渓谷の清流にすむ淡水魚、アマゴの養殖が、兵庫県丹波市氷上町成松で行われている。成松を流れる加古川は夏場の水温が高く、アマゴはすめない。養魚場はなんと、川から離れた鉄骨造2階建て住宅の1階車庫。地下8メートルからくみ上げた水を使い、合成樹脂製の水槽で飼育している。県内水面漁業センター(同県朝来市)によると、18度以下の冷水温を好むアマゴは、「山の中で、自然の流水で養殖するのが一般的。地下水くみ上げ養殖は県内では聞いたことがない」と言う。川の水を使わない、新方式のアマゴ養魚が丹波市で始まった。併設の直売所で近く販売を始める。
「八千代養魚センター」。丹波市内でタクシー会社、介護用品会社などを手がけた池上淳さん(79)が、「人生最後のビジネス」として新規起業した。
養魚場は以前、観光バスの車庫に使っていた自己所有物件。200―500リットルの水槽8つと、子ども用プールが養魚池代わり。水温12度の地下水をくみ上げ、上部から水槽に注ぐ。エアレーションで空気を送って酸欠を防ぐ。餌は犬猫用の自動給餌器で与え、省力化、無人化をはかっている。これらのシステムは自身で考えた。
現在、アマゴの成魚100匹、稚魚530匹、ニジマスの成魚600匹を飼育中。稚魚、成魚を県内の業者から仕入れ、育てている。養魚場は昨年整備。今春放した魚が順調に育っている。
幼い頃から父に連れられて川釣りに親しみ、長じてからは海釣り。魚が好きで、養魚場経営は20―30年前から温めていた。青垣地域に4カ所あったアマゴ養魚場が1カ所になるなど養魚場が減っており、「やめる所が増えた今がチャンス」と、開業に踏み切った。

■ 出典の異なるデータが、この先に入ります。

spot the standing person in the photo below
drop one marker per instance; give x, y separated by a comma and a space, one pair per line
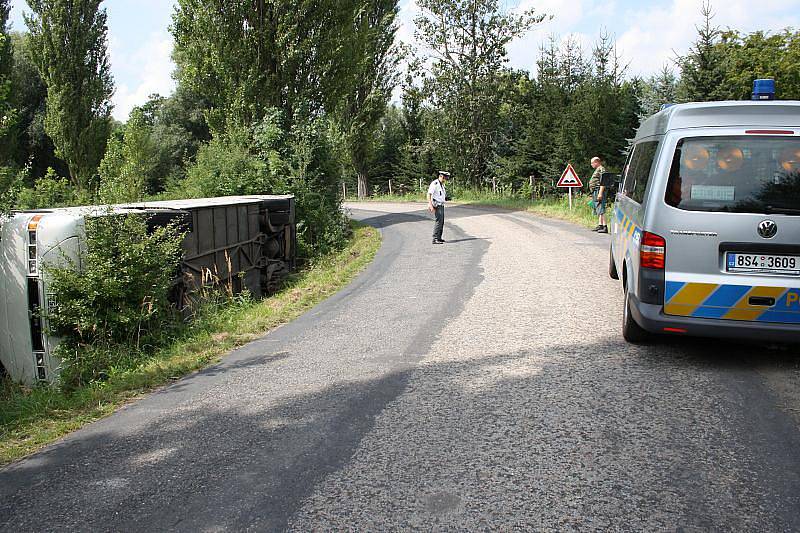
598, 189
437, 195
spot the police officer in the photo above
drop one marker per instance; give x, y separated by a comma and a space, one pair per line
437, 195
599, 189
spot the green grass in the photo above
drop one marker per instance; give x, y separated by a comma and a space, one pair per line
33, 418
551, 207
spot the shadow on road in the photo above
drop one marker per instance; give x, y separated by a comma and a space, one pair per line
678, 434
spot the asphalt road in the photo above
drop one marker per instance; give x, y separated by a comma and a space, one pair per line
482, 384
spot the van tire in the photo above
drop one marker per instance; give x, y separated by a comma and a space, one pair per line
612, 266
631, 331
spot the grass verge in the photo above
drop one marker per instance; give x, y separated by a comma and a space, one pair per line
32, 418
551, 207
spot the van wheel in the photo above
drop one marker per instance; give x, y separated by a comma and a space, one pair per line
631, 331
612, 266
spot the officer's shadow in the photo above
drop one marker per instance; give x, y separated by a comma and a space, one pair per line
455, 241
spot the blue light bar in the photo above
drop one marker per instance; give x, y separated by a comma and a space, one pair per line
764, 89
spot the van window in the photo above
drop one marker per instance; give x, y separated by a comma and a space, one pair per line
736, 174
639, 168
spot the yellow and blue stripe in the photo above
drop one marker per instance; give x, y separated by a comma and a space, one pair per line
732, 302
629, 230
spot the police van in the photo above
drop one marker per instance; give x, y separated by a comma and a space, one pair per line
705, 235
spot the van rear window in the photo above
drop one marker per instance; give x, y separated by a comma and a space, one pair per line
736, 174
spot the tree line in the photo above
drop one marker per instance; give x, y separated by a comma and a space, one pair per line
279, 96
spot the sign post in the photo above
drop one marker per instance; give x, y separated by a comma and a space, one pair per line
570, 180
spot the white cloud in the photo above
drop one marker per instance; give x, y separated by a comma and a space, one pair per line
655, 35
150, 67
648, 34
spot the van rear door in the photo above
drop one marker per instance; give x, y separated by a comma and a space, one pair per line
734, 223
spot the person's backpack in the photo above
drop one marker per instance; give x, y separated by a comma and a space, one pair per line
611, 182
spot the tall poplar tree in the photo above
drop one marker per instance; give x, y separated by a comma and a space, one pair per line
69, 45
247, 56
7, 115
373, 72
469, 41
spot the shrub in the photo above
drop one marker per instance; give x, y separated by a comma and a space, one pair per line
50, 191
115, 308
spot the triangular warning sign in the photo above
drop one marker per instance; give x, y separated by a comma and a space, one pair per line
570, 178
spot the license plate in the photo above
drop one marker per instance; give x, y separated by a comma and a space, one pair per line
763, 264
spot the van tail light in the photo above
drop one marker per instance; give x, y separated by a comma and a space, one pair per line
653, 251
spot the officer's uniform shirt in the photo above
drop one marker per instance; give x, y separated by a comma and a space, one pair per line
437, 192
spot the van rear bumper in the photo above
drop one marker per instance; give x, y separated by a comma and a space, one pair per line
652, 318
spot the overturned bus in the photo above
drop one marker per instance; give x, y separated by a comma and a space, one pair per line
247, 242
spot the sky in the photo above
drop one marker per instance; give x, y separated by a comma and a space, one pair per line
649, 34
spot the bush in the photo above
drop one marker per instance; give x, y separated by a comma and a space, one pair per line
51, 191
115, 308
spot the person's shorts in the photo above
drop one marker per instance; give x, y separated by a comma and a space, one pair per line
599, 207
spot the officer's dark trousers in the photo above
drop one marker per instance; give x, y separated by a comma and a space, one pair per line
438, 228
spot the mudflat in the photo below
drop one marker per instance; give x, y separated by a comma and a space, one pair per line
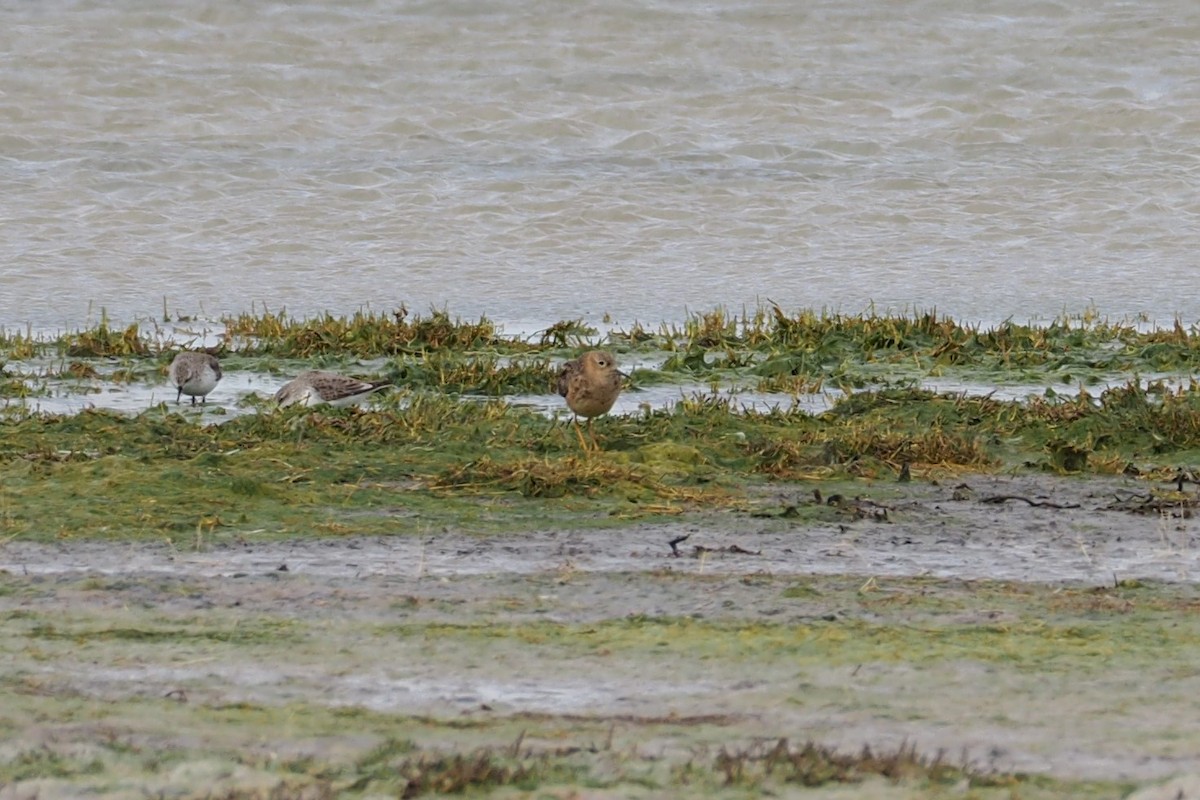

屋内での養殖は「鳥に狙われない」と言い、水槽の利用は「サイズごとに魚を分けて放せばよくて、魚の大きさをそろえやすい。すくいやすく、管理がしやすい。極端な話、『今夜のおかずに1尾だけ買いたい』に対応できる」と利点を説く。水槽を増やす規模拡大余地があり、アユ養殖も視野に入れている。
生命線は電気。夏を越した経験がなく、夏場の屋内の暑さが水温をどの程度上昇させるのか、関心を持っている。養殖技術を学び始めて1年ほどで、「分からないことだらけ。生き物相手なので難しいが、やりがいはある」とにっこり。
アマゴ600円、ニジマス700円で販売。袋詰めし、生きたまま持ち帰ることもできる。自宅が紅葉の名所、高山寺のそばにあり、秋は自宅前でアマゴ、ニジマスの塩焼きを販売する青写真を描く。
週3日、人工透析に通う。「養魚で体を動かすのは健康に良い」と言い、「年を取ってから起業をしようという人は少ないけれど、自分は逆。どんどんやりたい。脳も活性化する。池も欲しいし、自分が育てた魚の料理を出す店をやりたいけれど、さあ、どこまでできるかな」と、澄んだ瞳を輝かせた。